Extraction module is used for title and body matter according to said extraction model extraction target web.

Claims

1. one kind makes up the method that marks the webpage corpus, comprising:

It is pre-conditioned to judge whether said relevant seed mark webpage language material and said initial seed mark webpage language material satisfy, if then said relevant seed mark webpage language material and said initial seed mark webpage language material are combined as mark webpage corpus; If not, then said relevant seed mark webpage language material is marked the webpage language material as initial seed, and carry out said keyword according to said initial seed mark webpage language material obtains relevant kind of sub-pages of preset number from search engine step.

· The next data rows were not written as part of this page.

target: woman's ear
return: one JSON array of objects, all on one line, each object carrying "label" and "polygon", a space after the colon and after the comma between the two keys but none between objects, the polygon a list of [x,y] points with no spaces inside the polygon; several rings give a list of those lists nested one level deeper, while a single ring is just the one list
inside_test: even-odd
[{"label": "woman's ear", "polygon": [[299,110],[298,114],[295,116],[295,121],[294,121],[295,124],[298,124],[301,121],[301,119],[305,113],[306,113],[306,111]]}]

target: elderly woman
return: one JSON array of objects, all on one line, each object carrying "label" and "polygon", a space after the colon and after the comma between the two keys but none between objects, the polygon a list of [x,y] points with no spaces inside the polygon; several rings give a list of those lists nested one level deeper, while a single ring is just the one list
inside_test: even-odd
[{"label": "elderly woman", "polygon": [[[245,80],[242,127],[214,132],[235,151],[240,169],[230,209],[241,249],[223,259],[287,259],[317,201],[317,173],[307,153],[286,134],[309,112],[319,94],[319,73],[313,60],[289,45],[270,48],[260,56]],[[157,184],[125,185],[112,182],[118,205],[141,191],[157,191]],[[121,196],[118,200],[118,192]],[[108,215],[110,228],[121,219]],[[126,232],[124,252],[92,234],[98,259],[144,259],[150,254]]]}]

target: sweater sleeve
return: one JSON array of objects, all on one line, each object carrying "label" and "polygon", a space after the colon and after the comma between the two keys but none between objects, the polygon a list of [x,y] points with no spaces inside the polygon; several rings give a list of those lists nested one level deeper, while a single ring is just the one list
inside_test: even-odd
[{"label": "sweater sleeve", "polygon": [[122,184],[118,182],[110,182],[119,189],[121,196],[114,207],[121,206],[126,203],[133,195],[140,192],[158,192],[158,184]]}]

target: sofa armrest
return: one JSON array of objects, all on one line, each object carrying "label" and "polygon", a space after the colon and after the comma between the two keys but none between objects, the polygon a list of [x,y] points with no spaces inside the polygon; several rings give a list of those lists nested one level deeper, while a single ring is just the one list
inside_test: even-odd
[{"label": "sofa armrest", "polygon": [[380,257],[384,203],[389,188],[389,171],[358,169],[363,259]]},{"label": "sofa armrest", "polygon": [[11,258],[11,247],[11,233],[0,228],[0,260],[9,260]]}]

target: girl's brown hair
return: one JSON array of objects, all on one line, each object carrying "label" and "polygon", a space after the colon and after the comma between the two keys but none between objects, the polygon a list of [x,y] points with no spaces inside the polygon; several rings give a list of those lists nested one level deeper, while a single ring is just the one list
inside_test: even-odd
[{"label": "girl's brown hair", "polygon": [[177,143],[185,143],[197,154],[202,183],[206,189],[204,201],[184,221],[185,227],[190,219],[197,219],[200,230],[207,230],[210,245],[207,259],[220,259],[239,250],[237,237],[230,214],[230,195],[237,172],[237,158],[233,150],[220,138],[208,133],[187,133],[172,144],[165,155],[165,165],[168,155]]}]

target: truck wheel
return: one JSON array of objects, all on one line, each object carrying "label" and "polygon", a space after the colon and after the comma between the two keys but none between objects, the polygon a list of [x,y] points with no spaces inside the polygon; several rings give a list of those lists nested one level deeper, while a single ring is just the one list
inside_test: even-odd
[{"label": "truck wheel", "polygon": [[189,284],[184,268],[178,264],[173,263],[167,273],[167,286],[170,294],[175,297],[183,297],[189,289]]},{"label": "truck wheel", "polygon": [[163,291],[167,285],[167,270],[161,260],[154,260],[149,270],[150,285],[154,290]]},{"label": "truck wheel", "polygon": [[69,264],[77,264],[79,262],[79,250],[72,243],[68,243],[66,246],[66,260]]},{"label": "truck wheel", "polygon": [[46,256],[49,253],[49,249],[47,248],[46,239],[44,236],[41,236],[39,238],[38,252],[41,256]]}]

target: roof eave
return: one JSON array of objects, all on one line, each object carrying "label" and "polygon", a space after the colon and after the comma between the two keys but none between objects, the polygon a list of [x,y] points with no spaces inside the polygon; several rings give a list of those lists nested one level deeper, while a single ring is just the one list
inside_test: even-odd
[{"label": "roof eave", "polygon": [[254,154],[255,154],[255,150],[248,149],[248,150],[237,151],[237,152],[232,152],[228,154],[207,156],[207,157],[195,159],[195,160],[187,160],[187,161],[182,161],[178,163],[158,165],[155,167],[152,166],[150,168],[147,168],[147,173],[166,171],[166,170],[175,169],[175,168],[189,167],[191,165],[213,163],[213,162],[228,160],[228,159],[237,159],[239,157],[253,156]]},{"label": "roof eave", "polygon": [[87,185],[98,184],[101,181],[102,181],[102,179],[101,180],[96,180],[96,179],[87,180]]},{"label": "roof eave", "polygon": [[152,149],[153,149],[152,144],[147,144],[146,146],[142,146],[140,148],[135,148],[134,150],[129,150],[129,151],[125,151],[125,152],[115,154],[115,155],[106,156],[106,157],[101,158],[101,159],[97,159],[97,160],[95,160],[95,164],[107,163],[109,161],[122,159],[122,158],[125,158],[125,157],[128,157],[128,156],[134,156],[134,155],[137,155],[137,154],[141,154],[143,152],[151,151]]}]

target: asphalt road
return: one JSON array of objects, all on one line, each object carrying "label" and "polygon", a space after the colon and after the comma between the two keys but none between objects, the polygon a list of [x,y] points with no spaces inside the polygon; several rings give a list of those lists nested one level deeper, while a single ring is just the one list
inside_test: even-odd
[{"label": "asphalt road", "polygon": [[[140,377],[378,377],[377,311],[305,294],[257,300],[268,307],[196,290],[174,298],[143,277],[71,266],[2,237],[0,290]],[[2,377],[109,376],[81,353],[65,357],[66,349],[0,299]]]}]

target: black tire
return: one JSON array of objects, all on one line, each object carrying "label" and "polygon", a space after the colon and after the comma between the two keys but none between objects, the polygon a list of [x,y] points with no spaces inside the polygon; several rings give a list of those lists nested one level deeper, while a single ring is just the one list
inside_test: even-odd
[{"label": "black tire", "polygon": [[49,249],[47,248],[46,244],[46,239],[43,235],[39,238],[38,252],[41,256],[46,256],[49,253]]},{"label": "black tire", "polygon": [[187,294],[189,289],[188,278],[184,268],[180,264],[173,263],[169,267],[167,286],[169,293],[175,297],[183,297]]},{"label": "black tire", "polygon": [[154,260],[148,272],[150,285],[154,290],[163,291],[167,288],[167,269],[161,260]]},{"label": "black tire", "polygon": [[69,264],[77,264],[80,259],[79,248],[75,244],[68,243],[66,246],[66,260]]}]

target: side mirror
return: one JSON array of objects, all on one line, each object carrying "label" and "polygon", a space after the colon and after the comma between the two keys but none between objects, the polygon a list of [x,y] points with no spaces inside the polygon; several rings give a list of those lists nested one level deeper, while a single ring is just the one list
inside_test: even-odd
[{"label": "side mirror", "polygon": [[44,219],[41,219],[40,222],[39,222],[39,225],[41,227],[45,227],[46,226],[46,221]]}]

2. method according to claim 1, wherein, said according to said initial seed webpage label language material to the said relevant kind of step that sub-pages marks, comprising:

3. method according to claim 2, wherein, the said step that the text of said relevant kind of sub-pages is marked comprises:

4. method according to claim 2, wherein, the said step that the title of said relevant kind of sub-pages is marked comprises:

5. method according to claim 1, wherein, saidly judge that whether said relevant seed mark webpage language material and said initial seed mark webpage language material satisfy pre-conditioned step, comprising:

6. one kind makes up the device that marks the webpage corpus, comprising:

7. device according to claim 6, wherein, said labeling module comprises:

8. device according to claim 7, wherein, the said first mark submodule comprises:

9. device according to claim 7, the said second mark submodule comprises:

The 6th mark submodule is used for result when the said second judgement submodule when being, the title of said relevant kind of sub-pages is marked; And

10. device according to claim 6, said judge module: be used to judge whether said relevant seed mark webpage language material and said initial seed mark webpage language material all expand; Perhaps, be used to judge whether said relevant seed mark webpage language material and said initial seed mark webpage language material reach predefined scale.